Murray had a spectacular 1986 season, one in which he broke most of Texas A&M's passing records and became the Southwest Conference's all-time touchdown leader. He was once again named a 2nd team All-American and led the Aggies to their second consecutive top-10 finish. One of Murray's career highlights came during the 1986 Baylor game at Kyle Field, in which he rallied the Aggies from a 17–0 deficit to a 31–30 victory, completing 25-of-40 passes for 308 yards and three touchdowns and rushing for another. The game was voted the decade's best by Texas Football magazine

The Aggies returned to the Cotton Bowl Classic that year to face Ohio State, but Murray's return appearance was not as successful. In what would be his final game at A&M, Murray threw five interceptions while completing only 12 of 31 passes as the Aggies ended a great season with a frustrating defeat. He finished his Aggie career 25-6-1 as a starter, making him the winningest quarterback in Aggie history (his career wins record was later broken by Corey Pullig).

==Post-career awards==
In 1999, Murray was named to the Texas A&M Athletic Hall of Fame.

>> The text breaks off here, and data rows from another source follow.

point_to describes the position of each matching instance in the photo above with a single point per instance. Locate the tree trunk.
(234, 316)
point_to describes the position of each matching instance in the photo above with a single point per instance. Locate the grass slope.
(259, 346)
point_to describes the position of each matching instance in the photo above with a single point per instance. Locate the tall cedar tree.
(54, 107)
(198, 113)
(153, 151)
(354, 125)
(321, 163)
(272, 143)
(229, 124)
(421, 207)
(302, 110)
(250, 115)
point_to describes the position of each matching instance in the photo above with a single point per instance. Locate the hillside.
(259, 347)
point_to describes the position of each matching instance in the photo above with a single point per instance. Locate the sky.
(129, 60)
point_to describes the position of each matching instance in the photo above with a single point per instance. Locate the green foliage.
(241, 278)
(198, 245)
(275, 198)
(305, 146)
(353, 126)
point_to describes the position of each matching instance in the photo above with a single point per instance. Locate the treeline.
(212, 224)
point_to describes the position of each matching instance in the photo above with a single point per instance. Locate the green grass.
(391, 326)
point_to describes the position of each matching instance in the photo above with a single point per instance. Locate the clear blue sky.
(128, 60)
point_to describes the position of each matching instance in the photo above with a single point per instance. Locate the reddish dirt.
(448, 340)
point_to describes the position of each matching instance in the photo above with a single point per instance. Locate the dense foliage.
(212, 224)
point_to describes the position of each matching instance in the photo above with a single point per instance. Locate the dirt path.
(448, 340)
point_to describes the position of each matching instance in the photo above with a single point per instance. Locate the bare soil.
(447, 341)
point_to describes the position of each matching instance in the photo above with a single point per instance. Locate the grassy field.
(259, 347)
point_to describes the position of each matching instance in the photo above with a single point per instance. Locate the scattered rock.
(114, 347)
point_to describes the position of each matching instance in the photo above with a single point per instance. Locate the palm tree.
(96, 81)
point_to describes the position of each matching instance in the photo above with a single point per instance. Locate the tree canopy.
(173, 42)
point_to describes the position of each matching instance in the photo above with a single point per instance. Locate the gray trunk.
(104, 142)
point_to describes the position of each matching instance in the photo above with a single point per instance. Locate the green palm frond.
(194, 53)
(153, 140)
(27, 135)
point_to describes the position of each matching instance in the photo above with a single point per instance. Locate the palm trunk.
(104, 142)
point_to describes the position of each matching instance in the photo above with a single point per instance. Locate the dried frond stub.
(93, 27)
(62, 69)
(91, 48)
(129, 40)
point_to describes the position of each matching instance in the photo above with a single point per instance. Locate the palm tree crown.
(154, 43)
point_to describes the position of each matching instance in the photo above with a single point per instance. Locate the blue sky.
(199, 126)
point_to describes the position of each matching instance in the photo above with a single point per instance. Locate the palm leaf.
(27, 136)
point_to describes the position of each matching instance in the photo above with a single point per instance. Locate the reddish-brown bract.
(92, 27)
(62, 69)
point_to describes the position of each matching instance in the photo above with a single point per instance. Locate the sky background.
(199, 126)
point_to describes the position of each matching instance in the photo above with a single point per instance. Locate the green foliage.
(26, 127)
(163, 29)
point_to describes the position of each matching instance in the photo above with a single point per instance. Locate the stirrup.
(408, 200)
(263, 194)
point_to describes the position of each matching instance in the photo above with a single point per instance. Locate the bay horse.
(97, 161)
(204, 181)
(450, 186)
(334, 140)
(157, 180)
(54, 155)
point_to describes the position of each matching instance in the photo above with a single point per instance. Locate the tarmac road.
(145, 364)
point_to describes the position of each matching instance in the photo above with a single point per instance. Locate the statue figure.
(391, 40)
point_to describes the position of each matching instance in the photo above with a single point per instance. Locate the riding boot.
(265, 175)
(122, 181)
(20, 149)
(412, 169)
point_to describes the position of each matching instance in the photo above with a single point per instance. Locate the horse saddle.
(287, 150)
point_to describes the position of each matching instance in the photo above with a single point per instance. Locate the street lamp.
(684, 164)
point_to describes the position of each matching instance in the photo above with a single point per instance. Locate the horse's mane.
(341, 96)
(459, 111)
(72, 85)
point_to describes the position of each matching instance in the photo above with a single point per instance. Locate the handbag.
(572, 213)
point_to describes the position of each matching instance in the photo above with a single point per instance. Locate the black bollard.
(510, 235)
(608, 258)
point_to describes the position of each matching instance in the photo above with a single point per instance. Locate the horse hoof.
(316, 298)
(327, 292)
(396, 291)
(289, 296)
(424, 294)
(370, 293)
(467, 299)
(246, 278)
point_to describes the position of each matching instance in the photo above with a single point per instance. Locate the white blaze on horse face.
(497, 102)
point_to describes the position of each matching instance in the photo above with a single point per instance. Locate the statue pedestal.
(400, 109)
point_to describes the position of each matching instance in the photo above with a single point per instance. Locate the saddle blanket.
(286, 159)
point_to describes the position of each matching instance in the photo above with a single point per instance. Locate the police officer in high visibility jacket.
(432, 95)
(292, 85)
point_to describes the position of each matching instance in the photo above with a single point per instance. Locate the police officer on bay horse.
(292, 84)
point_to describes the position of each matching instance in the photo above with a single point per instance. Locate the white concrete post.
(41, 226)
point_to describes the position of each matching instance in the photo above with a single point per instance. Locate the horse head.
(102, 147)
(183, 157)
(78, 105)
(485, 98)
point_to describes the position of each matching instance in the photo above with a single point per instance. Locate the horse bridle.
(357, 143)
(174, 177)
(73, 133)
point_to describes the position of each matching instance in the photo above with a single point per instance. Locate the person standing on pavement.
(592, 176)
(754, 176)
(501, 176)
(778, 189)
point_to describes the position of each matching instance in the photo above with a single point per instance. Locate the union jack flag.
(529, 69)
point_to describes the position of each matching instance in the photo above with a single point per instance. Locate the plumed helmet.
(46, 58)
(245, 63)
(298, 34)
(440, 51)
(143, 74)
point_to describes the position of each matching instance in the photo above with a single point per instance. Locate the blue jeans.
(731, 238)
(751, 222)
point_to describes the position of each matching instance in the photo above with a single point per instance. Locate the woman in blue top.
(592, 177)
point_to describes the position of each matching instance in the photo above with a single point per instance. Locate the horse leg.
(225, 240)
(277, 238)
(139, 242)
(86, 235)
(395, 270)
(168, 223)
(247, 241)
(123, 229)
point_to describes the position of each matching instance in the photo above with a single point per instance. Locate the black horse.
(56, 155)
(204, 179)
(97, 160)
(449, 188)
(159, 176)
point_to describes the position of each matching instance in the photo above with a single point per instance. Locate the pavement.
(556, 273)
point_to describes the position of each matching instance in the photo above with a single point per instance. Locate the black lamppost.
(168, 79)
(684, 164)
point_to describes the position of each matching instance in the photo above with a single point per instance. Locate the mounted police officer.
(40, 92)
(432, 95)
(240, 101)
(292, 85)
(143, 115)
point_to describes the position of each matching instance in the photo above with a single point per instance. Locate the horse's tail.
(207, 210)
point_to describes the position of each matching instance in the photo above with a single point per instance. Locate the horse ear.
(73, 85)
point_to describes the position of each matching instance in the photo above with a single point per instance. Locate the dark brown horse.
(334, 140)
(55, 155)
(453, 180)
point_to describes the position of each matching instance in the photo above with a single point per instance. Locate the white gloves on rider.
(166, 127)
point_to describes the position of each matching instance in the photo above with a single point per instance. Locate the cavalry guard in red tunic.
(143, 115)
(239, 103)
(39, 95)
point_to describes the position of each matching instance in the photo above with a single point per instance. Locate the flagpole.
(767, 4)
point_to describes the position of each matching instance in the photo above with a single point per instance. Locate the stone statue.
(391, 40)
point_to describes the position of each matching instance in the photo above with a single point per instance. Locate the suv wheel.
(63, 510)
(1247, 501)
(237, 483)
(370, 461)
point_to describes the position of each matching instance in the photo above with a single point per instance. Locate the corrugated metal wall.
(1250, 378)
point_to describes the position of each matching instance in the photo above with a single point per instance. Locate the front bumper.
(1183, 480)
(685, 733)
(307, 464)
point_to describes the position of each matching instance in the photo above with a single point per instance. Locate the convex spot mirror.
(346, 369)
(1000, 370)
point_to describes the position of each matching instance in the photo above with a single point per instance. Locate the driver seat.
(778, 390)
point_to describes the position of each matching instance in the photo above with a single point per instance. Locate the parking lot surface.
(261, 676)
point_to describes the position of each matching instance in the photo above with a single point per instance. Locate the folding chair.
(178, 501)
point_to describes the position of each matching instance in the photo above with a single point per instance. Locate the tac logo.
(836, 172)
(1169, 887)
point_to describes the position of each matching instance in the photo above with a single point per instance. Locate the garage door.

In 2012, Murray was inducted into the AT&T Cotton Bowl Classic Hall of Fame. Fellow 2012 AT&T Cotton Bowl Classic Hall of Fame inductees included Texas linebacker/defensive back Tom Campbell, Notre Dame head coach Lou Holtz, BYU middle linebacker Shay Muirbrook, and Arkansas defensive lineman Jim Williams.

==Professional career==
Murray made himself eligible for the NFL draft after his junior year, but went undrafted. Although one of the nation's top orthopedic specialists cleared Murray to play in the NFL, concerns about his health and lingering issues with his ankle kept teams away. Murray had two brief professional stints, signing as a free-agent with the San Francisco 49ers and the Calgary Stampeders, but eventually retired due to the chronic ankle injury that had plagued him since his early days at Texas A&M.

==Coaching==
Murray was serving as the high school quarterback coach at Parish Episcopal School and runs the Air 14 Quarterback Academy as of 2013.

==Personal life==
Murray is married to Missy Murray. His son Kyler played quarterback in his father's footsteps at Texas A&M before transferring to the University of Oklahoma, where he won the Heisman Trophy in 2018. Kyler went on to become the first-overall pick in the 2019 NFL draft by the Arizona Cardinals.